The process for constructing a checkpoint is as follows:

  1. StarkNet nodes begin with a single proof.
  2. A new transaction is generated by a user.
  3. The transaction is shared with other nodes.
  4. A operator called the Sequencer detects the transaction. In the Constellations phase this is a single operator. Int the Universe phase, the role is appointed by leader election.
  5. The Sequencer collects other new transactions and decides how to order them.
  6. Every minute, the Sequencer passes the transactions to an operator called the Prover.
  7. The Prover creates a proof and passes it to the other nodes with data (E.g., inputs).
  8. The nodes verify the proof and store it and important data as a minute checkpoint.
  9. The Sequencer and Prover repeat their tasks, this time linking the proof to the previous proof, forming a chain of checkpoint proofs.
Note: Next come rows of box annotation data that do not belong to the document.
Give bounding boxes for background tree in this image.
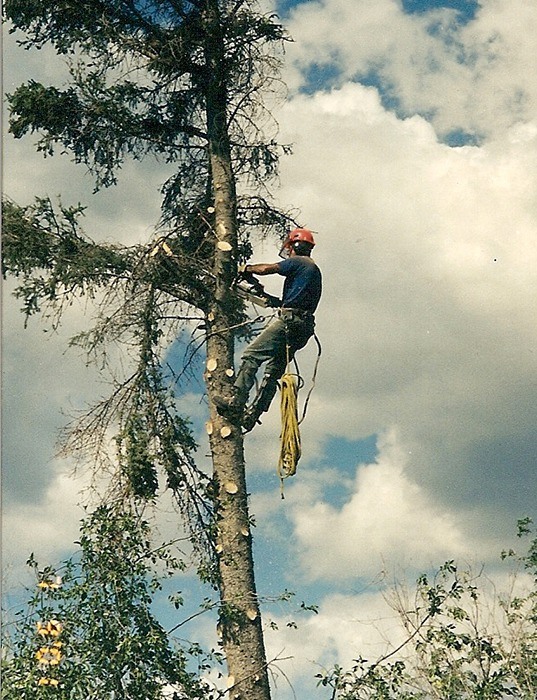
[4,0,296,700]
[319,519,537,700]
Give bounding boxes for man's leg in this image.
[235,318,285,404]
[242,319,315,430]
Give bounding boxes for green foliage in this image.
[318,519,537,700]
[2,507,219,700]
[2,198,130,317]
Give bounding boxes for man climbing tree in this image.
[214,228,322,431]
[3,0,292,700]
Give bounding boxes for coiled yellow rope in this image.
[278,373,302,498]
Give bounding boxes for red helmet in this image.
[280,228,315,258]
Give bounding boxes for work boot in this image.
[241,408,261,433]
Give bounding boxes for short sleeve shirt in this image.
[278,255,322,313]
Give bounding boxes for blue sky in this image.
[3,0,537,700]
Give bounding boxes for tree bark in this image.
[201,0,270,700]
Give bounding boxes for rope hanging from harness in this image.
[278,372,302,498]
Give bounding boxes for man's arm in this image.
[244,263,280,275]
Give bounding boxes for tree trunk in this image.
[205,0,270,700]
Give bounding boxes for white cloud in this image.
[270,79,537,522]
[286,432,476,581]
[282,0,537,141]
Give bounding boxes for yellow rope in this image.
[278,373,302,498]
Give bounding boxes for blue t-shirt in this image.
[278,255,322,313]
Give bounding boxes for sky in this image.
[2,0,537,700]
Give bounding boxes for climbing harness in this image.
[278,333,322,498]
[278,372,302,498]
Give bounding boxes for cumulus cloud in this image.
[2,472,84,575]
[272,84,537,529]
[292,431,476,581]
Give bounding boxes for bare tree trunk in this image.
[205,0,270,700]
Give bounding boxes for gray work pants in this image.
[235,309,315,416]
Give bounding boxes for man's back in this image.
[278,255,322,313]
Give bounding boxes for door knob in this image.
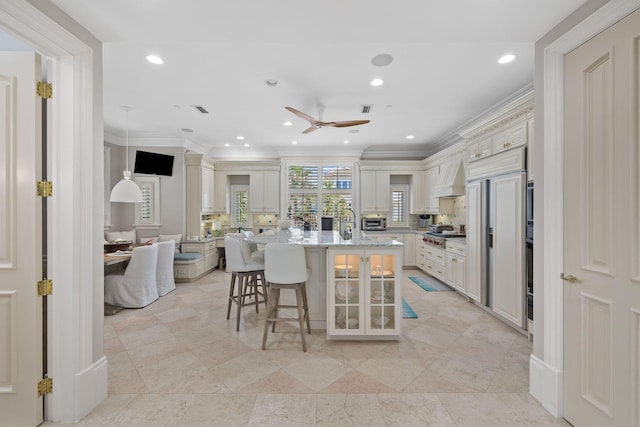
[560,273,579,283]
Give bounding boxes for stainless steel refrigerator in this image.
[467,171,527,329]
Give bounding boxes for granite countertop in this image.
[247,228,403,247]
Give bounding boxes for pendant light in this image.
[110,107,142,203]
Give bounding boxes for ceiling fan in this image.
[284,105,369,133]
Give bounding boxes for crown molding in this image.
[460,89,534,141]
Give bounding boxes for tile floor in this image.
[44,270,569,427]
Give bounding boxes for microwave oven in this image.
[362,218,387,231]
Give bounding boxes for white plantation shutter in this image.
[390,185,408,226]
[286,163,353,228]
[322,165,353,189]
[231,185,249,226]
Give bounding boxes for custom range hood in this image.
[432,158,465,197]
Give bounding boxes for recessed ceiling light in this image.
[371,53,393,67]
[498,53,516,64]
[147,55,164,65]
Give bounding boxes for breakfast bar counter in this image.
[248,229,403,340]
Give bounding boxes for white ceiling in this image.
[40,0,585,159]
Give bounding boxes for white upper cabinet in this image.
[184,153,215,236]
[249,171,280,214]
[425,166,440,214]
[460,90,533,162]
[360,171,391,213]
[213,171,229,214]
[467,138,491,162]
[409,171,427,214]
[201,166,215,212]
[491,122,527,154]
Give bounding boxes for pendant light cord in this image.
[124,108,129,170]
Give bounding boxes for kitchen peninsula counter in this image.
[248,229,404,340]
[248,229,403,248]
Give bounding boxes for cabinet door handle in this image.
[560,273,580,283]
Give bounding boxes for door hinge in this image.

This is a recursive proof.
  10. Once per hour, the proof is submitted to Ethereum (the “shishi-odoshi” clunks).
  11. The hour checkpoint transaction is accepted and the minute checkpoints continue.

Failsafe scenario.

  1. A new user creates a transaction.
  2. The user records the checkpoint proof that their transaction was incorporated into.
  3. They execute another transaction that depends on the first transaction.
  4. A crisis occurs and their proof never goes to Ethereum.
  5. The user, highly motivated, submits their checkpoint proof to Ethereum.
  6. The proof is accepted by the Verifier contract (the user incurs the gas fee).
  7. All facts present in that checkpoint proof are verified.
  8. The StarkNet nodes resolve the crisis and resume their operations.
  9. Users continue to make use of minute checkpoints to for convenient, secure and optimistically low-cost advantage.

Resource estimates

The gas used for this system design is approximated as follows:

Assumptions:

  • Ethereum blocks per hour: 257 (60*60/14).
  • Total gas available: 3,855 million gas (257*15000000).
  • Gas per proof: 5 million gas.
  • Gas used by applications updating state (rough estimate for 15 applications with 60,000 gas per transaction): ~1 million gas (15*60000).
  • Gas used per hour: 6 million gas.

Estimate:

  • Percentage network capacity used: 0.16% (6/3855).

These are napkin calculations only, and they suggest that the system requirements are a small proportion of the available network capacity. As more StarkNet applications are deployed and the number of transactions rises, Ethereum block space use will remain relatively constant. In this way, the cost of using Ethereum for those applications will drop without compromising the on-chain resource that other users enjoy.